Cidade
Plano Diretor de Niterói criará fundo para infraestrutura

Parque da Cidade – foto de Vitor Marigo
Reserva será abastecida com a cobrança de outorga onerosa em toda a cidade
O projeto de lei para instituir o novo Plano Diretor da cidade, será enviado está semana à Câmara de Vereadores. O plano atual foi elaborado em 1992 e recebeu sua última atualização em 2004. A previsão da prefeitura é de que o projeto seja votado até o fim do primeiro semestre do ano que vem. O documento, de mais de 150 páginas e 300 artigos, tem entre seus destaques o estímulo à moradia no Centro. O prefeito Rodrigo Neves (PV) afirma que a intenção é garantir a requalificação da região. Entre as medidas para colocar em prática o plano está a instituição de um Fundo de Desenvolvimento Urbano, que será alimentado com recursos de outorgas onerosas pagas pelas construtoras por empreendimentos erguidos em qualquer parte da cidade — hoje, o instrumento também conhecido como solo criado, que estabelece uma taxa a ser paga para construções fora dos padrões urbanísticos preestabelecidos, só pode ser usado em Pendotiba e no Centro. Os recursos do fundo, garante o prefeito, serão aplicados exclusivamente em habitações de interesse social, infraestrutura e mobilidade.

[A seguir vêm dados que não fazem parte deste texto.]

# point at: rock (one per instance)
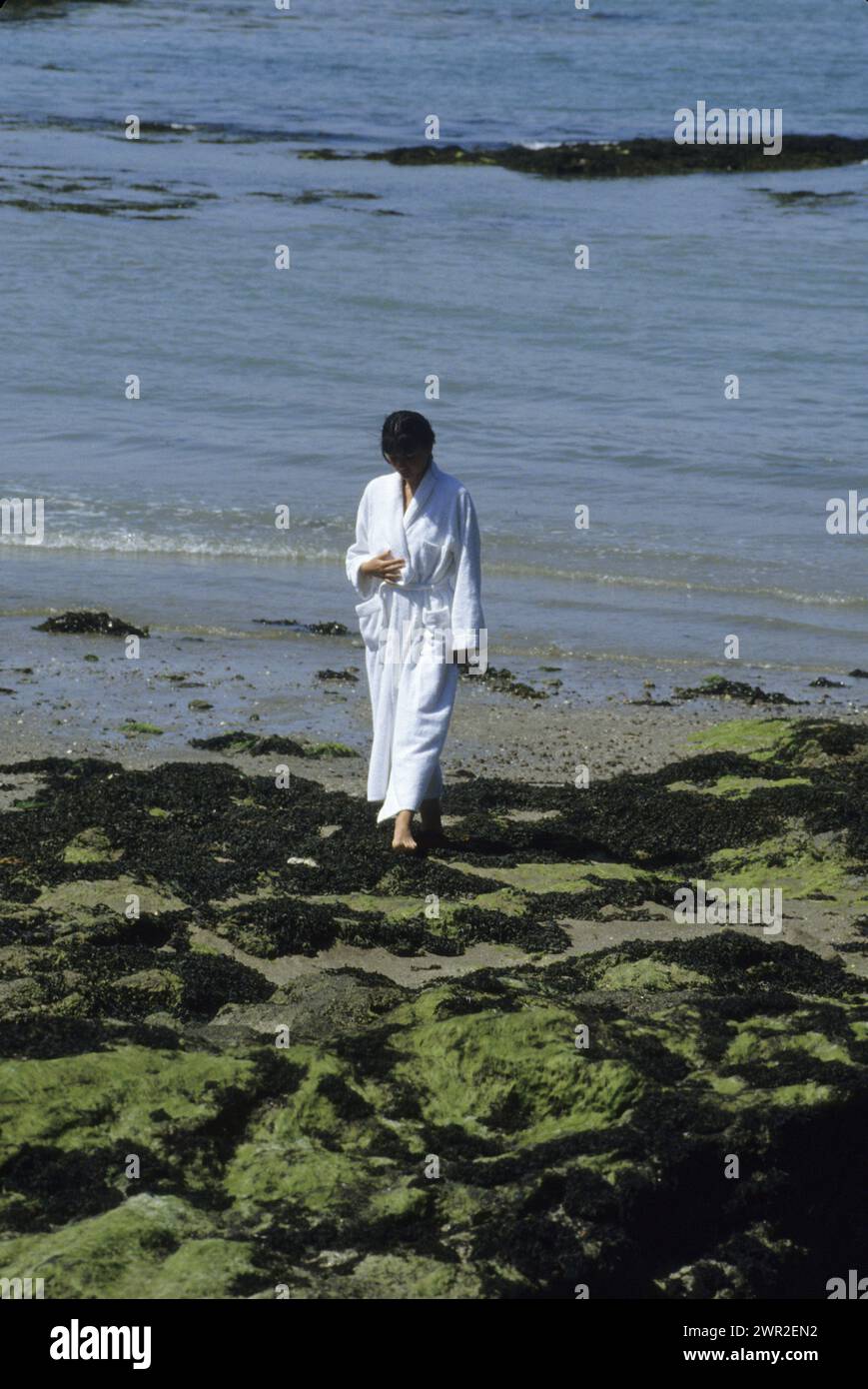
(714, 687)
(338, 676)
(93, 624)
(625, 159)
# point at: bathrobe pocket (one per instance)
(370, 617)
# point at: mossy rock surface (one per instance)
(505, 1132)
(457, 1142)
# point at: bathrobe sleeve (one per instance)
(364, 584)
(466, 620)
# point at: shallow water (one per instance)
(557, 387)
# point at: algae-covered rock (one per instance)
(149, 1246)
(501, 1135)
(504, 1132)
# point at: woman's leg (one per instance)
(403, 832)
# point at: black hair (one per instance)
(406, 432)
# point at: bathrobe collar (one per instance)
(421, 495)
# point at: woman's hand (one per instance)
(384, 566)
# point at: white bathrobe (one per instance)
(408, 627)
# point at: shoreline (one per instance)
(640, 157)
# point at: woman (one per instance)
(416, 569)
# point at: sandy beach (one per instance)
(519, 1014)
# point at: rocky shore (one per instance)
(626, 159)
(349, 1076)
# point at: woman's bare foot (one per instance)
(402, 837)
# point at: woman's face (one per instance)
(410, 467)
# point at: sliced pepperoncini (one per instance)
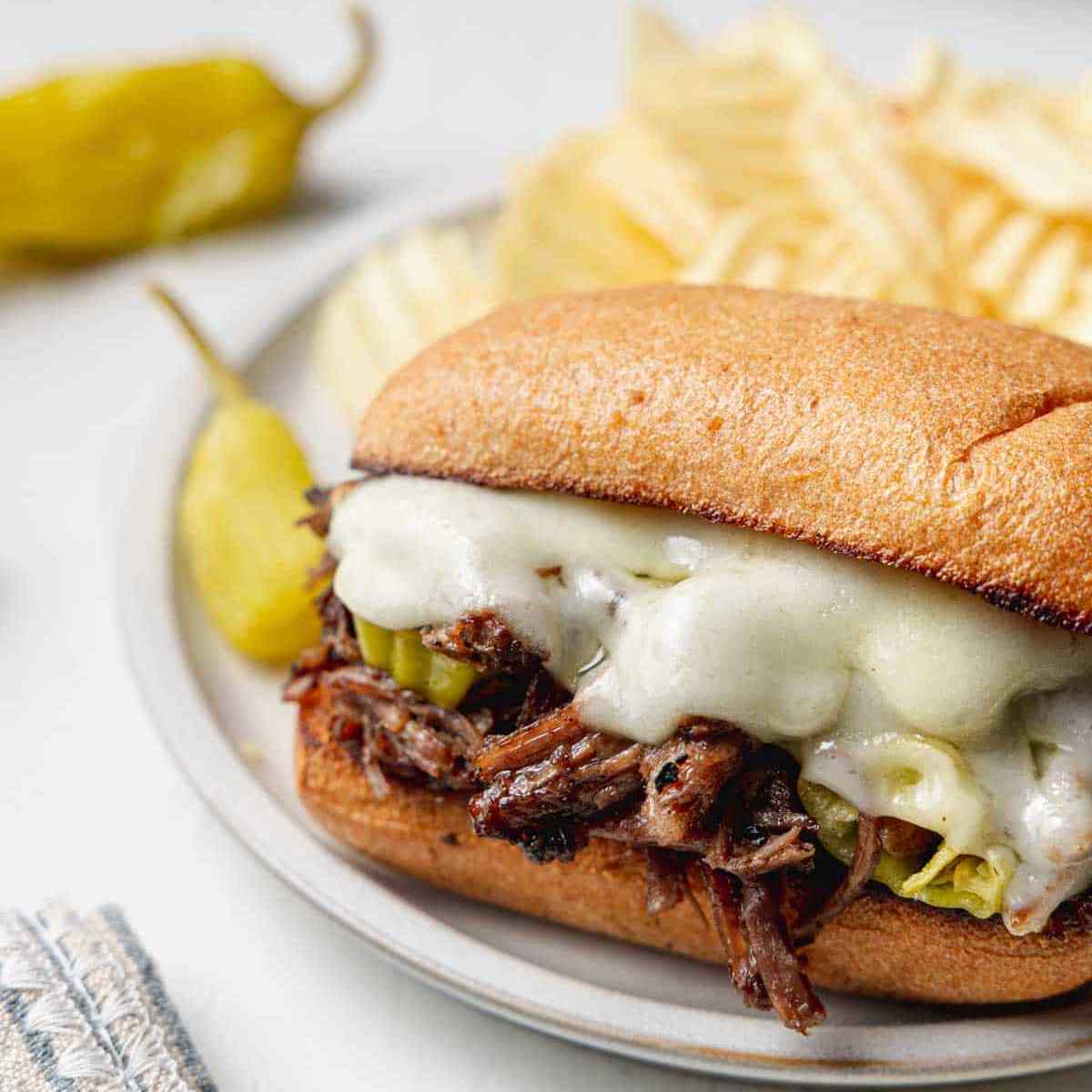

Neves diz que não há estimativa de quanto o fundo arrecadará, já que dependerá do interesse do mercado imobiliário. Na prática, o que o Plano Diretor prevê é a aplicação em toda Niterói do modelo de outorga onerosa utilizado no Plano Urbanístico Regional (PUR) de Pendotiba. Aprovado ano passado, ele estabelece uma taxa — entre R$ 160 e R$ 320 por metro quadrado, dependendo do tamanho do terreno — para os imóveis que excederem sua área de construção.
O subsecretário municipal de Urbanisco e Mobilidade Urbana, Renato Barandire, afimar que isso acaba com o discurso de especulação imobiliária.Ou seja, qualquer lei que vier a partir do Plano Diretor propondo mudança no gabarito será afetada. Tudo que for construído adicionalmente terá que pagar outorga onerosa.
Uma vez aprovado o Plano Diretor, começam a ser atualizados os PURs, que definem os gabaritos, e outros planos acessórios, como o de saneamento. De acordo com Barandier, serão revistos os planos urbanísticos da Região Norte, da Região Oceânica e das praias da Baía de Guanabara. A Região Leste, que não tem PUR, ganhará um. O subsecretário não dá prazos para a conclusão dos PURs.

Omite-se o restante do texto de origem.